Futures Group recognizes that human resource development is integral to increasing access to MCH services and products. In Kenya, Futures Group trained selected midwives in managing client data, quality-of-care issues, syndromic management of sexually transmitted infections, and social marketing skills. The midwives were then provided with kiosks to provide essential healthcare advice and products on market days. In Uganda, Futures Group has trained over 2,000 private practitioners on artemisinin-based combination therapies (ACTs) under the Ugandan Ministry of Health’s new malaria treatment policy.

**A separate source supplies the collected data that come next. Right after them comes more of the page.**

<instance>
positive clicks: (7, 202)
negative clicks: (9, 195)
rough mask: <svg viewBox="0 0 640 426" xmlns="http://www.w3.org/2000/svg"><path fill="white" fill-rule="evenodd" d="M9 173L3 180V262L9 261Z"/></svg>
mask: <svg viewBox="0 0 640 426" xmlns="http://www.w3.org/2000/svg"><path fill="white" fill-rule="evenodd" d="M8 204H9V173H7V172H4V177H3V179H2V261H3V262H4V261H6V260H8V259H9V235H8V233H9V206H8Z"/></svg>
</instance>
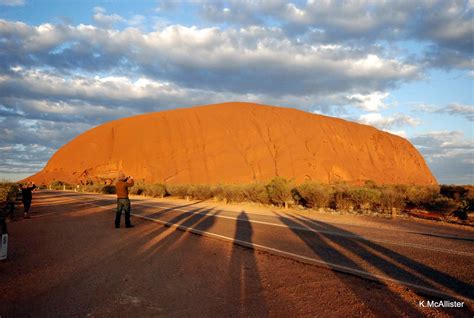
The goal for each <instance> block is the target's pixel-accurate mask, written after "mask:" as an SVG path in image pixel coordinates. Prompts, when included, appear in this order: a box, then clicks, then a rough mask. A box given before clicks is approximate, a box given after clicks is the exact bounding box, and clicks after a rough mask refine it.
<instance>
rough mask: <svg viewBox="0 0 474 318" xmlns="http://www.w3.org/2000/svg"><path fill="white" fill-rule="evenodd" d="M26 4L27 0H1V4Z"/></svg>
mask: <svg viewBox="0 0 474 318" xmlns="http://www.w3.org/2000/svg"><path fill="white" fill-rule="evenodd" d="M24 4H25V0H0V6H11V7H14V6H22V5H24Z"/></svg>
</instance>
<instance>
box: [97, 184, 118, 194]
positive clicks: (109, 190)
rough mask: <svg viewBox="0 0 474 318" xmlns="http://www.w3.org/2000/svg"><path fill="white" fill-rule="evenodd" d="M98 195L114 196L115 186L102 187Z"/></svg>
mask: <svg viewBox="0 0 474 318" xmlns="http://www.w3.org/2000/svg"><path fill="white" fill-rule="evenodd" d="M100 193H103V194H115V193H116V189H115V186H113V185H110V184H108V185H105V186H103V187H102V189H101V190H100Z"/></svg>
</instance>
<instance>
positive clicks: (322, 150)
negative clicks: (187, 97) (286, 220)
mask: <svg viewBox="0 0 474 318" xmlns="http://www.w3.org/2000/svg"><path fill="white" fill-rule="evenodd" d="M120 170H123V171H125V173H127V174H129V175H133V176H134V177H135V179H139V180H140V179H142V180H144V181H145V182H146V183H171V184H184V183H188V184H189V183H195V184H198V183H201V184H204V183H205V184H217V183H250V182H253V181H268V180H270V179H272V178H273V177H275V176H282V177H286V178H293V179H294V180H295V181H296V182H302V181H304V180H312V181H317V182H322V183H333V182H338V181H349V182H358V181H359V182H360V181H364V180H373V181H375V182H376V183H381V184H387V183H390V184H399V183H402V184H436V179H435V178H434V177H433V175H432V174H431V172H430V170H429V168H428V167H427V165H426V163H425V161H424V160H423V158H422V156H421V155H420V154H419V153H418V151H417V150H416V149H415V148H414V147H413V146H412V145H411V144H410V143H409V142H408V141H407V140H405V139H403V138H401V137H399V136H395V135H392V134H389V133H386V132H383V131H380V130H378V129H376V128H373V127H370V126H366V125H361V124H357V123H353V122H348V121H345V120H342V119H338V118H333V117H327V116H322V115H316V114H312V113H308V112H304V111H300V110H296V109H291V108H281V107H273V106H264V105H258V104H250V103H224V104H216V105H208V106H199V107H193V108H186V109H175V110H170V111H162V112H156V113H150V114H144V115H138V116H134V117H130V118H123V119H119V120H114V121H111V122H108V123H105V124H103V125H100V126H98V127H95V128H93V129H91V130H89V131H87V132H85V133H83V134H81V135H80V136H78V137H77V138H75V139H74V140H72V141H71V142H69V143H68V144H66V145H64V146H63V147H62V148H60V149H59V150H58V151H57V152H56V153H55V154H54V155H53V157H52V158H51V159H50V161H49V162H48V163H47V165H46V167H45V168H44V169H43V170H42V171H41V172H39V173H37V174H36V175H34V176H31V177H30V178H28V179H29V180H34V181H36V182H37V183H45V184H48V183H50V182H52V181H53V180H61V181H64V182H68V183H84V182H87V181H88V180H92V181H94V180H98V179H105V178H108V177H113V176H115V175H116V173H117V172H118V171H120Z"/></svg>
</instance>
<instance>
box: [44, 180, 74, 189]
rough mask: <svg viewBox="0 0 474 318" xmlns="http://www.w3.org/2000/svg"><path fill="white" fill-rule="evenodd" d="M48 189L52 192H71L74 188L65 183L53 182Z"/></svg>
mask: <svg viewBox="0 0 474 318" xmlns="http://www.w3.org/2000/svg"><path fill="white" fill-rule="evenodd" d="M49 186H50V188H51V189H53V190H64V189H65V190H73V189H74V186H73V185H72V184H69V183H67V182H65V181H61V180H54V181H53V182H52V183H51V184H50V185H49Z"/></svg>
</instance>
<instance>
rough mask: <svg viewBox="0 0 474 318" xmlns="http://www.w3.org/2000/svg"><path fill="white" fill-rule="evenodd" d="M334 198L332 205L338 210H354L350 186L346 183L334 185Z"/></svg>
mask: <svg viewBox="0 0 474 318" xmlns="http://www.w3.org/2000/svg"><path fill="white" fill-rule="evenodd" d="M333 193H334V194H333V198H332V202H331V206H332V207H333V208H334V209H336V210H352V209H354V203H353V201H352V199H351V197H350V195H349V187H348V186H347V185H345V184H337V185H335V186H334V187H333Z"/></svg>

In India, Futures Group is working to build public-private partnerships and has carried out several background studies that informed the design of a voucher scheme through which poverty-line families can receive affordable, accessible and high-quality reproductive and child health and family planning services through accredited private facilities. Futures Group supported the design and testing of various voucher scheme models in three states (Uttar Pradesh, Uttarakhand, and Jharkhand) in India. In Uttar Pradesh, a successfully piloted voucher scheme for slum dwellers and rural poor led to scaling up of the system at the state level and inclusion and accreditation of 50 private sector hospitals. After two years of implementation, policymakers, service providers, and clients have readily accepted Uttarakhand’s voucher system. As a result, the government decided to scale up and implement the scheme in five districts, which will encompass nearly 60 percent of the state’s total rural poor population.